On Wed, 01 Oct 2014 09:15:02 -0600, Brad Moore <brad.moore@shaw.ca>
declaimed the following:

>On 14-10-01 07:22 AM, Dennis Lee Bieber wrote:
>> On Wed, 1 Oct 2014 08:42:17 +0000 (UTC), Natasha Kerensikova
>> <lithiumcat@instinctive.eu> declaimed the following:
>>
>>> However, when actually implementing cryptographic stuff, cleverness from
>>> compiler and optimizer are often enemies. For example, overwriting a
>>> buffer with zeroes might be optimized out when the buffer is not
>>> accessed again.
>>>
>> 	Cryptographic "zeroing" does not fill a buffer with 0x00 values. One
>> approved method is to:
>>
>> generate random sequence (in a second buffer as you'll need it again)
>> copy random sequence into crypto buffer
>> compare buffers to ensure data was changed
>> invert the bits of the random sequence
>> copy random sequence into crypto buffer
>> compare to ensure all data changed
>> generate second random sequence
>> copy second sequence into buffer
>> compare buffers
>>
>> The first two copy operations ensure every bit in the buffer has been
>> toggled to both states -- the compares ensure you don't have a "sticky
>> bit".
>
>>
>
>Zeroizing can be useful as well.
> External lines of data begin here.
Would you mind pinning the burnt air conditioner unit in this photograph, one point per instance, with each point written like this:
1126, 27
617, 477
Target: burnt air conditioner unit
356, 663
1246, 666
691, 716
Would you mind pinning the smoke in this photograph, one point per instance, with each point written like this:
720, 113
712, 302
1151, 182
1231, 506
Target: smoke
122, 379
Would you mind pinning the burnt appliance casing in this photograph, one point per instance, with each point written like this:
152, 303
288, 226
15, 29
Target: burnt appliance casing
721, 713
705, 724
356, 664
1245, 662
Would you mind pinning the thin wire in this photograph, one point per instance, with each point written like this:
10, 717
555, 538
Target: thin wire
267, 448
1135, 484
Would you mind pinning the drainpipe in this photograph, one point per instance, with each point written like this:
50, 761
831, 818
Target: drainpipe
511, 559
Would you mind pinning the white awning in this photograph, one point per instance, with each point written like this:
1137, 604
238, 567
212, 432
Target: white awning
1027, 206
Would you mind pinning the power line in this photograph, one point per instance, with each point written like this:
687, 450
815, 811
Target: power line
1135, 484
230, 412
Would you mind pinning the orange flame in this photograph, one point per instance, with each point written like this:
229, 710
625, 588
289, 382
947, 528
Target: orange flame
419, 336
For example, a system might zeroize its 
>data to ensure critical, possibly encrypted data cannot be accessed 
>after the data has been processed, or before exposing the data to an 
>environment where it could be accessed.

	The problem is that, in a really paranoid environment, just writing
zeroes is NOT considered sufficient; there may be subtle traces that
special hardware could pull out. Especially if the data ever hit magnetic
media -- a single write of zeroes on a drive platter, say, may only flatten
the previous data enough that the drive reports it as zeroes, but passing
the head signal to an oscilloscope (for example) might still show ripples
of underlying residual magnetism. The three pass scheme I described ensures
at least two state changes are imposed on those residuals, along with
leaving a random mess as the third pass.

http://csrc.nist.gov/publications/drafts/800-88-rev1/sp800_88_r1_draft.pdf


	Okay -- I'm apparently working from decade old practice (2001 was about
the time I had to be concerned with clearing encryption keys from a laptop
used to load keys into a PPS-rated GPS receiver).

http://cascadeam.typepad.com/it_asset_retirement_value/2012/10/debunking-the-3-pass-overwrite-requirement.html

	OTOH: if the data hits a flash memory device -- grinding up the memory
is the only approved method, since the device may do "wear leveling" which
means the attempt to overwrite the data actually gets written to some other
location on the device (to equalize writes to the media).

-- 
	Wulfraed                 Dennis Lee Bieber         AF6VN
    wlfraed@ix.netcom.com    HTTP://wlfraed.home.netcom.com/

Re: Should Ada runtime provide special primitives for cryptography?

[Randy Brukardt]

"Georg Bauhaus" <bauhaus@futureapps.invalid> wrote in message 
news:m0gh90$abp$1@dont-email.me...
> On 01.10.14 10:42, Natasha Kerensikova wrote:
>> I believe it would not be difficult for a compiler vendor to provide, as
>> part of the runtime, a zeroing procedure guaranteed to not be optimized
>> away
>
> Have you tried the Volatile aspect?

Right, Volatile provides the guarentees that are needed. In particular, 
C.6(20) says that loads and stores of volatile objects can't be optimized, 
and C.6(22/2) strongly suggests that the loads and stores are exactly of the 
object and nothing else.

So there's no need for an AI; the capability has been in Ada since Ada 95.

                                      Randy.